Netflix stunned the media entertainment world on Jan. 6—and stock markets—by announcing that it had launched in 130 new countries, including large markets such as India, Russia, and South Korea. The markets reacted predictably, sending Netflix’s stock up almost 10 percent to a total market cap of $46 billion before the end of the trading day.
While the move wasn’t a total surprise—Netflix had been indicating that it planned a major global expansion towards the end of 2015 and during 2016—the announcement that it would be launching in 130 new countries simultaneously was a shocker to many in the industry, and will likely to cause tremors among Netflix’s competitors in the entertainment and cable industry.
Before this expansion, Netflix operated in just over 60 countries, including its core markets of the United States, Canada, and most of Europe.
Netflix makes its revenue from subscribers, who pay a monthly fee to watch as much content as they like from the online streaming service. The monthly fees range from $7.99 to $9.99 in the United States, with different pricing in different countries. Its growth model is completely based on growing its subscriber base.
As of October 2015, the streaming company said it had just under 70 million subscribers worldwide, with 43 million of those in the United States. It reported an income of $5.5 billion and operating income of $402 million in fiscal year 2014, and both numbers are expected to be higher when Netflix announces its 2015 results in a few days.
Netflix pays out a large portion of its revenue to the TV networks and other producers of original content that it offers for streaming. Over the last few years, the company has been moving into producing its own original shows, many of which have won awards and accolades from critics, such as “House of Cards,” “Daredevil,” “Orange is the New Black,” and “Master of None.”
Netflix said not all of its content will be available in all countries, but you can count on Netflix to keep increasing the amount content it makes available.
China Missing From List
One noticeable absence from the list was China. In an interview with Reuters, Netflix CEO Reed Hastings said, “With China, you really want to build relationships first, before you get to the practical parts of building a business.”
“We’ll just keep working on the relationships. We are very patient,” Hastings said.

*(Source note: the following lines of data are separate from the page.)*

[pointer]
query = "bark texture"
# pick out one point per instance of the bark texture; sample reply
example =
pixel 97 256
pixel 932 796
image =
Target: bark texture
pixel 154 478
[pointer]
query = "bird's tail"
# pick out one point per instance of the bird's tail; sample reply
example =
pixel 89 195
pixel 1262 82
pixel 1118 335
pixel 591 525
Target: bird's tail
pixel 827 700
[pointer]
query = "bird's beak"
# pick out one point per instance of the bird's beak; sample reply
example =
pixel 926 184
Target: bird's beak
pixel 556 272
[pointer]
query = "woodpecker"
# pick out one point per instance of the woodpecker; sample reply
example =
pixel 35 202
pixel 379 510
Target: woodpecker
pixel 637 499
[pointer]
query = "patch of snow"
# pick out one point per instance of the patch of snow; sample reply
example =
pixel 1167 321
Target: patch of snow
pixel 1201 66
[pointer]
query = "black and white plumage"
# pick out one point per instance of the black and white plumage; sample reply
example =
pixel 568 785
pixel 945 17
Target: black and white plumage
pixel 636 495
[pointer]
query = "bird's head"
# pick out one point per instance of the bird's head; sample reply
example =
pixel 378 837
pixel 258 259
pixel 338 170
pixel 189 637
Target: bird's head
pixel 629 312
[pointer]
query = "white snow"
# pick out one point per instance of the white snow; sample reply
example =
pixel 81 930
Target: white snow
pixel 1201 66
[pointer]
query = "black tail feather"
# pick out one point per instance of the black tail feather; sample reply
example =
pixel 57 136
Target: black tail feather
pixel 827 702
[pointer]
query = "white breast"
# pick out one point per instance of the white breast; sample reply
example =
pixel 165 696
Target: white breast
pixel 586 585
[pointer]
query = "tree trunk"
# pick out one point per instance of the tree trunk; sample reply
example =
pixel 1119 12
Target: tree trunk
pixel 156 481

Western technology companies have to tread a delicate line when it comes to operating in China, due to the amount of control and filtering of network traffic and software that takes place in the world’s largest communist country. Facebook and Twitter don’t yet operate in the country due to the Chinese regime’s censorship policies, and Google and its services are heavily filtered in the country.
Netflix runs on Amazon’s popular cloud computing service, Amazon Web Services, which announced a point-of-presence in China towards the end of 2013. However, AWS China operates completely independently of Amazon’s parent AWS, due to the nature of filtering and network traffic rules set by the Chinese government.
While Netflix may be able to use AWS’s China presence, it is likely the streaming giant is choosing to tread carefully.